Let 'er Buck is a 1925 American silent Western film directed by Edward Sedgwick and starring Hoot Gibson.

==Plot==
As described in a review in a film magazine, Bob Carson (Gibson), working on Col. Jeff McCall's (French) ranch, is admired by Jacqueline McCall (Nixon). James Ralston (Nye), her cousin, is jealous. He fakes getting shot in a duel with Bob, who flees, finally reaching Pendleton, Oregon. There Kent Crosby (Steele), foreman of Mabel Thompson's (Sedgwick) ranch, knocks him down. Mabel comes along and accuses Bob of being a coward. Bob worsts Kent in a fight and wins Mabel's admiration by riding a dangerous bronco. She asks him to ride in the rodeo for her. Col. McCall, Jacqueline, and James arrive with their famous chariot team and are astonished to see Bob. Mabel sees that Bob is in love with Jacqueline and perplexes him by proposing. Bob then learns that he was duped by James in the duel.
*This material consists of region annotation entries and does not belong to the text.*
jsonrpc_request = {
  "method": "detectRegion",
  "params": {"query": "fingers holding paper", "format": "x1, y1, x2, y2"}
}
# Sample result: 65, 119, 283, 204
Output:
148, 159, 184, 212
Kent and James kidnap Bob, but he escapes just as the chariot race is about to start. He drives Mabel's team and beats the Colonel's entry. Mabel sees that her love is not being returned and leaves when Bob and Jacqueline embrace.

==Production==
Let 'er Buck was filmed near Pendleton, Oregon, and contains footage from the 1924 Pendleton Round-Up.

==Preservation==
With no prints of Let 'er Buck located in any film archives, it is a lost film.